A invasão do Tigré pelas forças de Abiy Ahmed em novembro de 2020 gerou preocupação entre diversos líderes mundiais, como António Guterres, Secretário-Geral das Nações Unidas e o Papa Francisco, além de organizações regionais como a União Africana – cujo acionamento do Conselho de Paz e Segurança foi rejeitado pelo próprio governo central da Etiópia, que faz parte da organização e é membro do Conselho, sob o argumento de ferir sua soberania nacional. No Conselho de Segurança das Nações Unidas as discussões também não resultaram em decisão comum entre os Estados membros para qualquer ação efetiva sobre o que acontece entre os grupos beligerantes.
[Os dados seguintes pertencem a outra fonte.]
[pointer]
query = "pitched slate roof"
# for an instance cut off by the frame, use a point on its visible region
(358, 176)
Em poucos meses, o conflito entre o governo etíope e a FLPT resultou em uma crise de larga escala. São mais de 350 mil pessoas em situação catastrófica de fome, milhares de refugiados etíopes, que se abrigam principalmente no Sudão, e assassinatos de civis. De forma a agravar ainda mais este cenário, entre novembro de 2020 e abril de 2021, período de maior intensificação do conflito, o acesso de trabalhadores humanitários às vítimas esteve constantemente restringido, principalmente pelo governo etíope. A restrição de funcionamento das redes de comunicação (principalmente internet e telefone) na província do Tigré ainda é, nos dias de hoje, mais uma problemática para as operações humanitárias.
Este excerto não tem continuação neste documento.